It’s remarkable how many systems can manage unexpected performance demand, scaling resources and continuing operations. Yet truly unexpected demand can still apply enough stress to a system that it crashes. Here, we’re going to examine two failures that resulted from a single corporate controversy.
Wizards of the Coast, a subsidiary of Hasbro, owns the Dungeons and Dragons property. In early January 2023, the news broke that they planned to update their Open Gaming License. While the old license offered a perpetual royalty-free license to create content using the rules from Wizards of the Coast, the new version had massive limitations associated with it and revoked the old perpetual license.
At the time of this writing Wizards of the Coast has yet to issue the new license, but the damage has been done. The changes were not well received by the community, and several influencers suggested that people should cancel their online subscriptions to dndbeyond.com. Shortly afterward, their biggest competitor, Paizo, released a rebuttal to the rumored changes.
Both companies experienced an outage on their websites as a result.
On dndbeyond.com, the subscription termination service failed under load on the system, leaving many users unsure as to the status of their subscription. On the Paizo site, their blog platform simply collapsed, showing only a 502 bad gateway error message. This series of events offers a fabulous use case detailing the nature of truly unprecedented volumes of user traffic.
Performance engineering is the discipline of ensuring that highly scalable applications continue to function. In this case, both companies certainly conducted performance testing on these platforms prior to these events. However, performance engineering is much more than performance testing. It should necessarily include these types of scenarios, as well as how to mitigate them in production.
Running large-scale performance tests to test the boundary and failure conditions of an application is often overlooked. The goal is to run the system to such extreme loads that it fails entirely, while monitoring the application to observe the symptoms it exhibits prior to the failure. Monitoring is vital in this instance, as very rarely do organizations have the budget to replicate the full production environment for application delivery teams.
When you observe the failure symptoms of an application you can implement the second part of the strategy, which is to limit the load able to access the system under extreme traffic situations. User load is redirected to a static page that contains some variation of the text “Due to unexpectedly high volume, the site is unavailable at this time. Please try again later.” This is vastly preferable to a 502 error page.
Why don’t companies do this?
There are several reasons, but there are two that are more prominent than others.
First and foremost, these sorts of extreme load events are seen as extraordinarily unlikely to ever occur.

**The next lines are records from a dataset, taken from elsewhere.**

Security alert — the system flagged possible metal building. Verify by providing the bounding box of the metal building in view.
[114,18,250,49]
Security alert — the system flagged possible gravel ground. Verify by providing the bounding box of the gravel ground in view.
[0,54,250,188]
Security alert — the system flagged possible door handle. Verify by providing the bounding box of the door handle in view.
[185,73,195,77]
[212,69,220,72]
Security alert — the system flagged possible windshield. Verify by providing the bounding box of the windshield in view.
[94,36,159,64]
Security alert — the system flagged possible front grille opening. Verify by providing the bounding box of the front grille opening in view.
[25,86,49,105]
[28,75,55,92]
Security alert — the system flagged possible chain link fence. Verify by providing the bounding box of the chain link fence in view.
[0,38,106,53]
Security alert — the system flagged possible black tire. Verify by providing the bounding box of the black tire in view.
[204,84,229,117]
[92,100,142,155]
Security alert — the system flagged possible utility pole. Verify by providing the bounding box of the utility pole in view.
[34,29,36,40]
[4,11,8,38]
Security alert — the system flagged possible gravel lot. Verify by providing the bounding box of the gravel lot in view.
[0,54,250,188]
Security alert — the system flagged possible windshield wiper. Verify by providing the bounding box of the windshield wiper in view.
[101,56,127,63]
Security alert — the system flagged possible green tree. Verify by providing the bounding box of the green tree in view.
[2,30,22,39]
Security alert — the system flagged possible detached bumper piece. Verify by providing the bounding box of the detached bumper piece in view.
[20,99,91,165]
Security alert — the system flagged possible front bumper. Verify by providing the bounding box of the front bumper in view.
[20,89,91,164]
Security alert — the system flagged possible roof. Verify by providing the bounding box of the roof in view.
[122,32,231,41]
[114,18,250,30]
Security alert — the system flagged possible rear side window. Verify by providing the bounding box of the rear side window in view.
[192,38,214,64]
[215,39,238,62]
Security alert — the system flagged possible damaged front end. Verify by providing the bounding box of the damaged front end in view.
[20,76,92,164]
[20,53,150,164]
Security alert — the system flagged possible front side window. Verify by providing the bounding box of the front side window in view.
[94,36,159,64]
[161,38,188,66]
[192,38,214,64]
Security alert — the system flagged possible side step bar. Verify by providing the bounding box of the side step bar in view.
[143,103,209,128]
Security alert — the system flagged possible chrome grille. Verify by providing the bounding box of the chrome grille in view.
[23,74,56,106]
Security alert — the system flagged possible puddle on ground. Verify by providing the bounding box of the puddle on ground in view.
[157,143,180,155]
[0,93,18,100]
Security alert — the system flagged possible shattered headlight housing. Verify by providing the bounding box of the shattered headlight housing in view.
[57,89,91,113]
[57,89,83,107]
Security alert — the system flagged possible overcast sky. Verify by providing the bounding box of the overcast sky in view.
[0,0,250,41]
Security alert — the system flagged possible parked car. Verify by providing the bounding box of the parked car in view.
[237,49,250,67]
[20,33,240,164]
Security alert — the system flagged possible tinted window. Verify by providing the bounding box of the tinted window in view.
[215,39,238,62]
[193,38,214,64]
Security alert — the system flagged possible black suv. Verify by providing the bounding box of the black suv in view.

Testing for scenarios that are less likely than being struck by lightning while simultaneously winning the lottery doesn’t make financial sense.
Secondly, these sorts of tests carry additional costs. Limits on usage as part of software contracts, as well as the cost of running infrastructure at extremely high usage rates, can make testing costly – but not as costly as application failure.
The unlikely nature of extreme load events for many applications, combined with the high cost of running these sorts of tests, means that many organizations do not stress systems to the breaking point to identify failure states, or put guardrails in place to remediate these conditions and ensure application survival.
What can we do?
Application delivery and performance engineering are complex activities, and there is no simple solution. Ideally, you can deduce operational parameters from normal testing and establish the same guardrails. In many cases I would advocate for putting such protective barriers in place well before the system is in danger. As an analogy, consider a fence that keeps us away from the edge of a cliff. Ideally, it’s placed well back from the edge. Even though there is potentially a lot of ground to safely walk on, the fence is there to keep us safe.
It’s important to note that putting guardrails in place can lead to higher operation expenses. Limiting your servers to 80% CPU usage, for example, means that you might require 12 servers instead of 10. At this point it becomes a business decision to understand the value of ensuring application reliability, where users can hit the refresh button and still access the application, versus the cost of letting it fail. In this case, I do not believe that the Paizo team views their blog site as business critical. Once service is restored, they’re unlikely to experience such a surge of user traffic again.
This is a compelling story for performance engineering teams to relate to their management structures. No matter how much you test, without safety precautions an application can almost always be brought to the failure point. Closer communication with your colleagues in IT Operations, helping them understand application stress factors so they can limit traffic once those conditions begin to manifest, can lead to applications that continue to work for at least some of your user community.